Decoding Jeff Jonas, Wizard of Big Data

Jonas solves problems the high-tech way—mining the "data warehouse in his head."

Jeff Jonas was 14 years old when he saw his first computer. It would not be an overstatement to label the experience profound, and completely accurate to call it a revelation. The scriptural resonance of the word "revelation" is not inappropriate; the discovery would launch Jonas on a Pilgrim's Progress through the landscape of digital information and personal growth.

The journey began in his hometown of Healdsburg, California, on the day his mother, a lawyer, said, "I am going to look at a computer to help me with time and billing." It was 1979, and the TRS-80 they went to check out at the RadioShack store was the first mass-produced, preassembled PC. It had a giant floppy disk drive and was shipped with four kilobytes of memory.

The salesman gave a demonstration, and added, "It's connected to a research network; you can search for articles. Pick a topic."

"Cooling with copper wires," said a family friend and self-styled inventor who had come along and was working on that idea, convinced of its uniqueness. The salesman tapped in the words, and a hundred articles on the subject popped up on the screen.

At that moment, whatever other career aspirations Jonas may have had vanished.

"I do that," he said.

He has been doing that ever since.

Cowboy of the 21st Century

Jonas is a data scientist, a member of an elite cadre of scientists able to pan the accumulating silt of data for gold. He plies his art at IBM, but his style is far from corporate buttoned-up. He dresses in black, skips the tie and coat, doesn't wear a watch ("my phone keeps time for me"), and keeps his head clean-shaven. The 49-year-old is perpetually, almost relentlessly, upbeat.

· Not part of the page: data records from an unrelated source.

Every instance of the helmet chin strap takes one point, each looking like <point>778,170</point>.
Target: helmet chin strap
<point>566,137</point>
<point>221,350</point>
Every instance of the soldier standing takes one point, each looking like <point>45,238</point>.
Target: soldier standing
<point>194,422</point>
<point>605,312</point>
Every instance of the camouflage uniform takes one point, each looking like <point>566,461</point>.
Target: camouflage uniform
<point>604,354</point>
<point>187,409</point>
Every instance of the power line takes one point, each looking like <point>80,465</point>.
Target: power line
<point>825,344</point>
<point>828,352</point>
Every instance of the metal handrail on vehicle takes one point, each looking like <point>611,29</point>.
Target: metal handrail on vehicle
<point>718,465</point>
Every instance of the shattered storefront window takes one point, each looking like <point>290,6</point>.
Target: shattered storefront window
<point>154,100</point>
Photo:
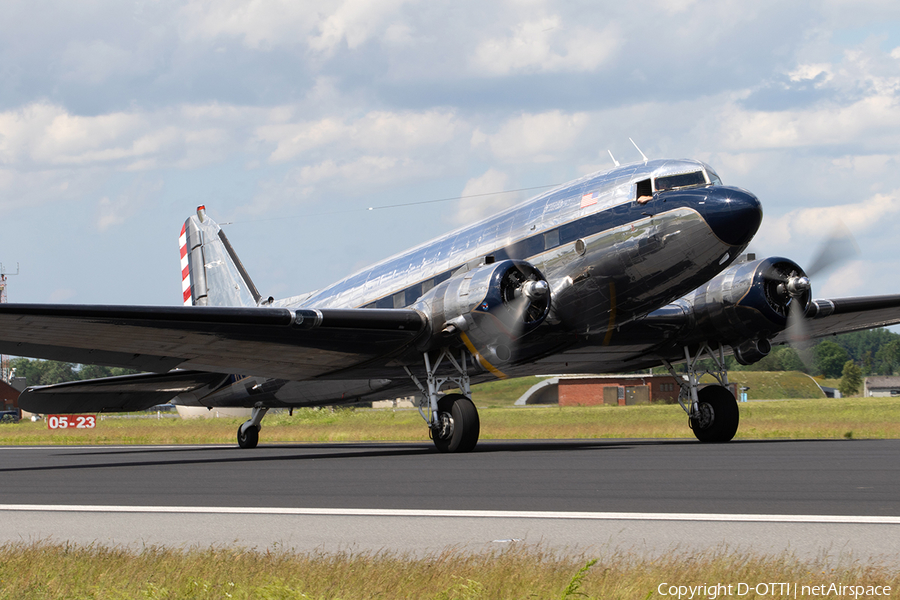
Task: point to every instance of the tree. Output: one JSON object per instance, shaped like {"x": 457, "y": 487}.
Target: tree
{"x": 830, "y": 358}
{"x": 43, "y": 372}
{"x": 790, "y": 360}
{"x": 48, "y": 372}
{"x": 851, "y": 379}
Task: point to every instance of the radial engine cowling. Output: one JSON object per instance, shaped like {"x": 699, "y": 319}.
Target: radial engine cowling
{"x": 747, "y": 304}
{"x": 493, "y": 305}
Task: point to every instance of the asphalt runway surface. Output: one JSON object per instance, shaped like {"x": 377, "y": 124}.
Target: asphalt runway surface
{"x": 830, "y": 499}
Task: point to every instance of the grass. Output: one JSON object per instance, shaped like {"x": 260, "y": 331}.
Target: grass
{"x": 41, "y": 570}
{"x": 798, "y": 419}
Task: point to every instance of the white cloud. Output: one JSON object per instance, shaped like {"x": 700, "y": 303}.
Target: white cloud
{"x": 96, "y": 61}
{"x": 321, "y": 26}
{"x": 817, "y": 222}
{"x": 376, "y": 131}
{"x": 541, "y": 137}
{"x": 546, "y": 45}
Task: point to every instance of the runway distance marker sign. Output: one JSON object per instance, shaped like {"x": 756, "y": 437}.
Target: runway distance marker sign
{"x": 71, "y": 421}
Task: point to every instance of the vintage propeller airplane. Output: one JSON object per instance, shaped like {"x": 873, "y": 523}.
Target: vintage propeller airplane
{"x": 626, "y": 269}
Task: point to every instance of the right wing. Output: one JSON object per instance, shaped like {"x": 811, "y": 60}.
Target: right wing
{"x": 122, "y": 393}
{"x": 279, "y": 343}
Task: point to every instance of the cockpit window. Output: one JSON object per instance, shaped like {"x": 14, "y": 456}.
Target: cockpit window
{"x": 682, "y": 180}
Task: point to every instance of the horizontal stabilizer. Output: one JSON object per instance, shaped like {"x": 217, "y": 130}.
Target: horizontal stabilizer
{"x": 124, "y": 393}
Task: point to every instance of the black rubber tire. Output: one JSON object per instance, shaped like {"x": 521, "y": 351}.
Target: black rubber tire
{"x": 249, "y": 439}
{"x": 726, "y": 416}
{"x": 466, "y": 425}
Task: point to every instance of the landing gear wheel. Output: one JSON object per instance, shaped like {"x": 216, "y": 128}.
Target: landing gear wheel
{"x": 718, "y": 416}
{"x": 458, "y": 424}
{"x": 248, "y": 438}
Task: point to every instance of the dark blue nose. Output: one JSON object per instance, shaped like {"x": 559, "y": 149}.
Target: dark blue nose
{"x": 733, "y": 214}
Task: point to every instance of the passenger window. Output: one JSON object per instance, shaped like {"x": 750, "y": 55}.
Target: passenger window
{"x": 551, "y": 239}
{"x": 644, "y": 192}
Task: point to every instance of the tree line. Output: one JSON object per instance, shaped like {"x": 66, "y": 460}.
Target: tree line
{"x": 858, "y": 354}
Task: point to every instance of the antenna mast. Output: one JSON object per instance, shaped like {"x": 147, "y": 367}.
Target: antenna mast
{"x": 4, "y": 359}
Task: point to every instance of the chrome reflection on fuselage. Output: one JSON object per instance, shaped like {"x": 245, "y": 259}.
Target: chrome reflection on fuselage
{"x": 649, "y": 232}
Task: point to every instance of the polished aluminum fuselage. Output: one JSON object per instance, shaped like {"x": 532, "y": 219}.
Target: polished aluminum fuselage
{"x": 609, "y": 260}
{"x": 611, "y": 252}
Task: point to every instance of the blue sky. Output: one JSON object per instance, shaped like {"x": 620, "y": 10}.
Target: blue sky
{"x": 289, "y": 119}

His inventions (he has about a hundred to his credit) are based on programs that "data mine" torrents of information into usable form formulated with a cunning purpose: What can the data tell you that you didn't think to ask? The applications for these programs include fingering potential terrorists, catching fraudulent behavior in casinos, smoking out evidence of global money laundering, and reuniting families separated by natural disasters. He also created a newly hatched system that can potentially flag possible asteroid collisions over a 25-year arc.

Data scientist, the Harvard Business Review has said, is the "sexiest job of the 21st century." It might be more instructive, though, to think of the data scientist as the cowboy of the 21st century, except instead of cows being wrangled, it's information that gets rounded up and wrestled into shape.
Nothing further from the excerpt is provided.